Commit graph

5 commits

Author SHA1 Message Date
c333a97344 feat(v0.6-2): dispatcher state persistence -- cold-start, cooldowns, dedup LRU to SQLite
Closes Rule-20 dispatcher gap from audit doc v0.6-phase1-audit.md finding #1.
Pre-this-commit the cold-start anchor, 4 drop counters, per-toggle cooldown
map, and dedup OrderedDict all lived in Dispatcher instance memory and were
lost on every container restart.

v5.sql adds three tables:
  - dispatcher_state (singleton id=1): cold_start_anchor + 4 drop counters
  - dispatcher_cooldowns ((toggle,category,region) keyed): last_fired_at
  - dispatcher_dedup ((source,event_id) keyed): seen_at

Dispatcher refactor:
  - __init__ calls _restore_from_db -- counters, cold-start anchor, cooldown
    map, and dedup LRU (most-recent 10k by seen_at) all rehydrated from the
    three new tables
  - write-through on every mutation: _persist_state for counter/anchor,
    _persist_cooldown for cooldown UPSERT + 2*cooldown_s prune,
    _persist_dedup for dedup INSERT OR REPLACE + 7-day cleanup
  - in-memory caches stay authoritative on the fast read path
  - cumulative-since-install counters (NOT since-boot); LLM will be able
    to answer "we have dropped 47 stale events this week" after commit #5
    (env_reporter) lands
  - graceful degrade: missing v5 tables / persistence outage falls back to
    fresh in-memory state without crashing the constructor

Tests:
  - tests/test_dispatcher_persistence.py (17 tests): state restore on init,
    counter+cooldown+dedup survival across simulated restart, cooldown rearm
    within 2x window, dedup LRU rebuild caps at 10k, 7-day cleanup on insert,
    INSERT OR REPLACE on duplicate source+event_id, v5 migration idempotent,
    synthetic storm (50 events) -> restart -> replay (5 incl 1 duplicate)
    with the duplicate dedup-rejected and counters NOT resetting
  - tests/conftest.py (new): autouse MESHAI_DB_PATH redirection to per-test
    tmp file, so the dispatcher_*  tables on production /data dont get
    polluted by tests that construct Dispatcher() without an explicit fixture
  - tests/test_notification_toggles.py: _dispatch helper wipes dedup/cooldown/
    state tables between calls (per-call independence preserved; pre-v0.6-2
    in-memory-only Dispatcher reset naturally per instance)

Test count: 680 -> 697 (+17 new, 0 regressions).
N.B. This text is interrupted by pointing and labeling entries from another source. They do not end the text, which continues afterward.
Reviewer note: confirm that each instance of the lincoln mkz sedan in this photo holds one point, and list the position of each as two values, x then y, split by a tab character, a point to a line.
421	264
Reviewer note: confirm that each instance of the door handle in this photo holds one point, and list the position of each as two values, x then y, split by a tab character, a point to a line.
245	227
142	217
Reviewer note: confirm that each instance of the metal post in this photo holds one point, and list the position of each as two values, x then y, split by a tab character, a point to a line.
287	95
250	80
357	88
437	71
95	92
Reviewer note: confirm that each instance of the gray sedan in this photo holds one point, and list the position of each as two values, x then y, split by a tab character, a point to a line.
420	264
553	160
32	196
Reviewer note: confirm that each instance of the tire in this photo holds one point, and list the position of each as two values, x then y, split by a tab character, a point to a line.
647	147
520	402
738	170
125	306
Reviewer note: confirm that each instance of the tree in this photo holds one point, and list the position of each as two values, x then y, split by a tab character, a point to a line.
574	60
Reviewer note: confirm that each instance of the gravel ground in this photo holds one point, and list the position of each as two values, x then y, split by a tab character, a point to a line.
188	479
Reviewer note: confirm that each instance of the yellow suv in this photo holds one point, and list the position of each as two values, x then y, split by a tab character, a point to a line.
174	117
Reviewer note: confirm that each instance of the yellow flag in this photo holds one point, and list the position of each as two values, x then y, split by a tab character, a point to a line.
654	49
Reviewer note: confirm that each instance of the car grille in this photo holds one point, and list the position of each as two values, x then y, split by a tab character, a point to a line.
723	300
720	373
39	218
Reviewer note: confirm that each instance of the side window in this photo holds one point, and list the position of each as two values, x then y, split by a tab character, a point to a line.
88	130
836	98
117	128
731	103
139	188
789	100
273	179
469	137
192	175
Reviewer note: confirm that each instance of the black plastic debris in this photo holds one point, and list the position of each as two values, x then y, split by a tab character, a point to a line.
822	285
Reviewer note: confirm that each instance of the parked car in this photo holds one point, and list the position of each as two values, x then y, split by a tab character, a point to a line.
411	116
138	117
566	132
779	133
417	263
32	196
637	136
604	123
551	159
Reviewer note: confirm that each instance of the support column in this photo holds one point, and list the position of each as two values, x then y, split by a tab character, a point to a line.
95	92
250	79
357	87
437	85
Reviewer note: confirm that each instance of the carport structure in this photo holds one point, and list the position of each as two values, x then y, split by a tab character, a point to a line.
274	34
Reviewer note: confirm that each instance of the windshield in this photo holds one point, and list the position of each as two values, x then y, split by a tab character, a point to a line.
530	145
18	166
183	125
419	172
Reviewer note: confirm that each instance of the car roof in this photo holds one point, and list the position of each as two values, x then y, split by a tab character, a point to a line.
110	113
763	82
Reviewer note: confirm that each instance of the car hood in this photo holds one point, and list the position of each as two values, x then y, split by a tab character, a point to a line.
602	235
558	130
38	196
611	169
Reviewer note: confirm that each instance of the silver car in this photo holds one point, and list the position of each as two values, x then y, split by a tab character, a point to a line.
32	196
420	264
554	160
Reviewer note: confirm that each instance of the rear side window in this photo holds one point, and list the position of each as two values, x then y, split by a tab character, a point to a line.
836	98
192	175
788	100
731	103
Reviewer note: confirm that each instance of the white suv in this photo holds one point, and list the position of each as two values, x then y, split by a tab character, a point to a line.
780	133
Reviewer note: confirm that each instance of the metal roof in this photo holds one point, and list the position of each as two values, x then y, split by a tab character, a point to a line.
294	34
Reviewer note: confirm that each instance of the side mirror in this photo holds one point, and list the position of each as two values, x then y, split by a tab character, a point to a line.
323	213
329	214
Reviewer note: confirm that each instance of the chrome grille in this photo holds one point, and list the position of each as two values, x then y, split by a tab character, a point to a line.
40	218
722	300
Refs audit doc v0.6-phase1-audit.md finding #1.
2026-06-05 16:35:40 +00:00
b2c4d53b14 feat(v0.6-1): FIRMS handler -- storage-only, closes silent-drop on central.fire.hotspot.>
v0.5.13 default-deny was silently dropping every FIRMS hotspot because no
per-adapter handler existed. firms_pixels table has been empty since v0.5.8b.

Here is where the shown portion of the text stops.